I could sense myself, particularly over the last decade, growing hopeless. I began to wonder whether Kadafi had succeeded in killing the Libyan spirit. I could feel my heart hardening toward my own country. I sheltered a quiet and perverse dislike for my own people; perverse because hatred of one’s own amounts to hatred of the self. At times, in Libyan gatherings, this would momentarily lift and I would find myself completely in love with all things Libyan. Vacillating between these extremes has often left me empty and weary.

I am 40 years old. I haven’t known a Libya without Kadafi. These days, witnessing the fall of the dictatorship and, more important, the rise of the Libyan people, I am realizing that up to now my country has been overwhelmingly a source of fear, pain and embarrassment. Now it is a source of joy and pride.

This, from Spiegel Online (on what Gaddafi means to him):

He has stolen my father from me, he has imprisoned my relatives, he has killed many of my friends. He is my enemy. But more importantly than my personal grievances, he has held back the whole country and forced the Libyan people to live in a permanent state of madness. He represents a kind of nightmare for Libya from which I am just waking up.

Everybody was surprised by the events, even the people who spend their whole life studying Libya. But once the protests started, it was surprising how unsurprising it really was. I sense it in the voices of the Libyans I have known all my life. They sound different, their necks free from being tied. Gadhafi was the person under whom we have all suffered. We are all united by our suffering under him.

And this, in the New Yorker:

As for what the future holds, I think we have to refer to the nature of the movement. Its character has been so far exemplary, showing maturity and good sense as well as a commitment to the rule of law.
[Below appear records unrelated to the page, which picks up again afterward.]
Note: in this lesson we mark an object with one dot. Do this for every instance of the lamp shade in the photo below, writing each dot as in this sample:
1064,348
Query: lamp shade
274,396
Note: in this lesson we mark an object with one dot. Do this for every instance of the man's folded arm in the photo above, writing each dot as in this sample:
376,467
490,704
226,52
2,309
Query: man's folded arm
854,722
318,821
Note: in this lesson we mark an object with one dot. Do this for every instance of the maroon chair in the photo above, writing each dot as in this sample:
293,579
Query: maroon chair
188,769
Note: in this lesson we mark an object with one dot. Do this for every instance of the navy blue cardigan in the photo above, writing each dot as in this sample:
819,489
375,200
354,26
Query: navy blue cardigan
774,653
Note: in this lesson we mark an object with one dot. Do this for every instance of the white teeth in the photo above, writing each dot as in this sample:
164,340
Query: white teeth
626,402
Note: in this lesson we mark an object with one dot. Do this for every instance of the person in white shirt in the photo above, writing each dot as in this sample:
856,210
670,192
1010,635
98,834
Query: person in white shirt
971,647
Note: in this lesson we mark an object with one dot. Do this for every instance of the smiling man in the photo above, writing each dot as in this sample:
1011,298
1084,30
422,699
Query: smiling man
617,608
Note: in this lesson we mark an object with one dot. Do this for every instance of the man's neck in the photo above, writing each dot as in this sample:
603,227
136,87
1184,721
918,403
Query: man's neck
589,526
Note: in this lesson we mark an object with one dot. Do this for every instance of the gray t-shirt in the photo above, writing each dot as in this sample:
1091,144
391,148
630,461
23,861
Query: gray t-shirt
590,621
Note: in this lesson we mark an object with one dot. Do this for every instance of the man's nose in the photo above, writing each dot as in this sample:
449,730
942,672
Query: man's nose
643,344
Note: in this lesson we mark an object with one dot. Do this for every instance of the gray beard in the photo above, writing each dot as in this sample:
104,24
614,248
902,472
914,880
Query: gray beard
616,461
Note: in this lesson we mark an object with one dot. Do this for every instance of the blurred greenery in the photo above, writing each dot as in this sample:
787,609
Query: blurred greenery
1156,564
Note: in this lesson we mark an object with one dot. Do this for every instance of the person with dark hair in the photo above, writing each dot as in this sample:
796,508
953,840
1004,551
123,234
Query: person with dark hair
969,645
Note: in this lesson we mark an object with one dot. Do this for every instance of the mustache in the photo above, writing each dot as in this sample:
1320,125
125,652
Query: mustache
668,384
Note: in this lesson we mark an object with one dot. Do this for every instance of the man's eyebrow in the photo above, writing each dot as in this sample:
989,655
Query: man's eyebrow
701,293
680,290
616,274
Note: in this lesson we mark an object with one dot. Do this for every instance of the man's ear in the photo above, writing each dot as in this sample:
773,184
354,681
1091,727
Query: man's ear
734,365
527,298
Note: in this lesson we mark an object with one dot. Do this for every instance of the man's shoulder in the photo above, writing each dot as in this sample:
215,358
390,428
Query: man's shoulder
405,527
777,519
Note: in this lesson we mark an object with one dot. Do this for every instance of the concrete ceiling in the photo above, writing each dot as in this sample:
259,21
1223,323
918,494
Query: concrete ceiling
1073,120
A provisional government has been set up, calling itself the “National Transitional Temporary Council”. It is, according to a statement issued, committed to “the establishment of a civil, constitutional and democratic state.” Obviously, there are reasons to worry; it would be unnatural not to be concerned when such a radical change is taking place. But I celebrate this uncertainty. For nearly half a century, we, Libyans, knew everything: we knew what to think, what to say, what to read, and how to live; every detail in our life had been decided for us. Now we can decide what sort of society we want.

I appeal to the international community to follow France and recognize Libya’s transitional government. This would help isolate the dictatorship even more and, more importantly, provide a logistical framework for Libyans to manage the needs of their people. We also need, desperately, medical and food supplies. Qaddafi is trying to starve the rebel strongholds.